Tra i titoli in evidenza:

* Pesante il comparto bancari, con INTESA SP (ISP.MI) che cede il 3% circa ed è tra i peggiori titoli del paniere principale. Intorno a tre punti e mezzo il calo percentuale di UBI (UBI.MI) e POP MILANO PMII.MI, fanno poco meglio UNICREDIT (CRDI.MI) e MEDIOBANCA chiudendo a -2,1%. Le banche italiane appaiono più deboli della media europea .SX7P, che lascia sul terreno l‘1,7% circa.
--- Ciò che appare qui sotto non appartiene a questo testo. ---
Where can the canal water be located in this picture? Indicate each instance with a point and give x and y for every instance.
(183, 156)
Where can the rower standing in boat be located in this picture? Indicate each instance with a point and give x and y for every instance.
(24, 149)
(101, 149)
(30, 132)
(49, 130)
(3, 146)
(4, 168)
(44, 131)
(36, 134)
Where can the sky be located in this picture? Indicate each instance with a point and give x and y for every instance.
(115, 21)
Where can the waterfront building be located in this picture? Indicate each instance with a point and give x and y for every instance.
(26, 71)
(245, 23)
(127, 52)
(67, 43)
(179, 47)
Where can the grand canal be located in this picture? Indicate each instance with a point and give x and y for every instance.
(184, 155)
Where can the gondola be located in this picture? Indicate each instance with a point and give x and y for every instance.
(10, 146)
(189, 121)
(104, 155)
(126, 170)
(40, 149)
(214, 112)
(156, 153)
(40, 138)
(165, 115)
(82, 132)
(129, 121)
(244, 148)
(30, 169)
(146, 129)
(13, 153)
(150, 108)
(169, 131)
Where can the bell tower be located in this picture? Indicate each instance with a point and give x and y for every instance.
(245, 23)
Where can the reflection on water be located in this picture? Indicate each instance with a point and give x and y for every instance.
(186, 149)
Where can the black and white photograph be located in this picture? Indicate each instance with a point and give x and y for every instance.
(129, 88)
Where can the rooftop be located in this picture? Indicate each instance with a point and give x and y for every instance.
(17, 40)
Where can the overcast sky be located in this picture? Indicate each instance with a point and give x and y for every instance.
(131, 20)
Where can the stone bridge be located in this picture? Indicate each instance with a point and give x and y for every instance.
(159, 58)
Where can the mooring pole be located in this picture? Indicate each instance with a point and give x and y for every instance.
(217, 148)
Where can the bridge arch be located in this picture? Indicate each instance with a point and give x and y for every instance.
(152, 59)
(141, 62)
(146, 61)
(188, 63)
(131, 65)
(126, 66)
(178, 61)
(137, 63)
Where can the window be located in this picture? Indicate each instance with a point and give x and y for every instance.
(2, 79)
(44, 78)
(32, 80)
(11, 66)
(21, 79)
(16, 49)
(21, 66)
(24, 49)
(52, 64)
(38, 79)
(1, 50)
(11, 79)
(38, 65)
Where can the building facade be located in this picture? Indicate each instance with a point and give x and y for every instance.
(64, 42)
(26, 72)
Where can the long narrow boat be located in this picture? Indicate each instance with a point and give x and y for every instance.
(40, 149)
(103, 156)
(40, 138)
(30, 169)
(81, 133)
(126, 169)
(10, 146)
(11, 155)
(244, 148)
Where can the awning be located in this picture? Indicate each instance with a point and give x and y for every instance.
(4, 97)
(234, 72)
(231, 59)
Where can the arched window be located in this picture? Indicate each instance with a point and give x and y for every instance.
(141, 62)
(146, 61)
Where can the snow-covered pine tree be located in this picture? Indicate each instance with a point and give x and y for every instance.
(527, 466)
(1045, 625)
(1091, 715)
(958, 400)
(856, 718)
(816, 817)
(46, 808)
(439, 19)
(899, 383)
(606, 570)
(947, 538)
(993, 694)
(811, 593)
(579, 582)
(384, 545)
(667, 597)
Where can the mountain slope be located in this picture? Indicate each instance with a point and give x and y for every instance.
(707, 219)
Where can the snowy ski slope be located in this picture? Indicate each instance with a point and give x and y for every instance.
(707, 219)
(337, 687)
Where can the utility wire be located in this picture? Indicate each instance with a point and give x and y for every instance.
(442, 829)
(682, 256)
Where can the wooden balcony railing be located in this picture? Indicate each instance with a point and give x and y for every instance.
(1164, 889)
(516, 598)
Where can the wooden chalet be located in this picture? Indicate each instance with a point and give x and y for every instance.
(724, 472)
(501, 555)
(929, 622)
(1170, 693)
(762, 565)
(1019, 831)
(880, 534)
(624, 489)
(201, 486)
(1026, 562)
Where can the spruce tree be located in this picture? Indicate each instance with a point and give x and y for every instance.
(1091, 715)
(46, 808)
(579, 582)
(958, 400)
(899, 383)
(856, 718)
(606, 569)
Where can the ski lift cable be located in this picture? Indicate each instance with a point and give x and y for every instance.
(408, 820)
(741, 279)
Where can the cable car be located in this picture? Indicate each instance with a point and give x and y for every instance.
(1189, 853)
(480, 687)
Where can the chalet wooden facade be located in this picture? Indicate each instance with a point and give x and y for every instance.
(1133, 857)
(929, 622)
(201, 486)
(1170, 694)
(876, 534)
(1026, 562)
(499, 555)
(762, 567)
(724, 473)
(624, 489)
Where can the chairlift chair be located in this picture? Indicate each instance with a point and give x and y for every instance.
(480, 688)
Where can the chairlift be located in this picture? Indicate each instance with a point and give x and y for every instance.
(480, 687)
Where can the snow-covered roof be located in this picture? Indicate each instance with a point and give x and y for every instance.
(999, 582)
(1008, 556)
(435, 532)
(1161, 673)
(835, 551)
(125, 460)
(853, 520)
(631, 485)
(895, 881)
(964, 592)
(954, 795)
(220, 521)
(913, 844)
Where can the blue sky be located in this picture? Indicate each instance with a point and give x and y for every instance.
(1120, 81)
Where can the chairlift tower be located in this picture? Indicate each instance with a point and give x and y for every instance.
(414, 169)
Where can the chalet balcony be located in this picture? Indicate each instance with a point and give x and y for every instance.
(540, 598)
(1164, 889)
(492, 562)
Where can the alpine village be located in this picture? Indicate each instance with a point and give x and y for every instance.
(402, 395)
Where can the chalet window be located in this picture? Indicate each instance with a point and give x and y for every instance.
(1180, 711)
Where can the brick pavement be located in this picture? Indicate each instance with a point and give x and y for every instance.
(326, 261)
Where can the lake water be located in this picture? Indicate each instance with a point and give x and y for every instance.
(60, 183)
* Maglia nera tra i nomi del FTSE Mib ad AUTOGRILL AGL.M e LUXOTTICA (LUX.MI), rispettivamente a -3,5% e -3,1%, mentre cede il 2,8% FONDIARIA SAI FOSA.MI.

* Passa dal rialzo della mattinata a una lieve flessione PARMALAT (PLT.MI), fra i pochi nomi a non allontanarsi troppo dalla parità, PRYSMIAN (PRY.MI) è l‘unico nome che evita il rosso nel paniere principale, andando a chidere esattamente sul valore di apertura.

* Limita allo 0,84% il calo FINMECCANICA SIFI.MI, ieri fra i peggiori. Rolls Royce ha negato i ritardi sulla consegna dei primi Dreamliner 787 di cui parlava la stampa, che li addebitava a complicazioni sorte durante una prova del propulsore dell‘aereo. Finmeccanica partecipa alla realizzazione del ‘velivolo dei sogni’ attraverso la controllata Alenia.

* Tra i gruppi a minore capitalizzazione OLIDATA (OLI.MI) è nuovamente sugli scudi, seppure sotto i massimi di giornata, e chiude con un +9,5%.

* Ancora più vivace ISAGRO (IGS.MI), in asta di volatilità per quasi l‘intera seduta e capace di chiudere a +14,8%. Dopo l‘offerta di Bhp su Potash, nei giorni scorsi tutti i titoli dei produttori europei di fertilizzanti hanno messo a segno consistenti rialzi.

* Balzo a doppia cifra anche per GRANITIFIANDRE GRAN.MI (+11,6%).

* Cede quasi il 5% STEFANEL (STEP.MI), segna il -5,8% INTEK TEKI.MI, chiude a -3,9% TREVI (TFI.MI), di cui Mediobanca abbassa il giudizio a “neutral” da “outperform” e il target price a 12,20 da 14 euro.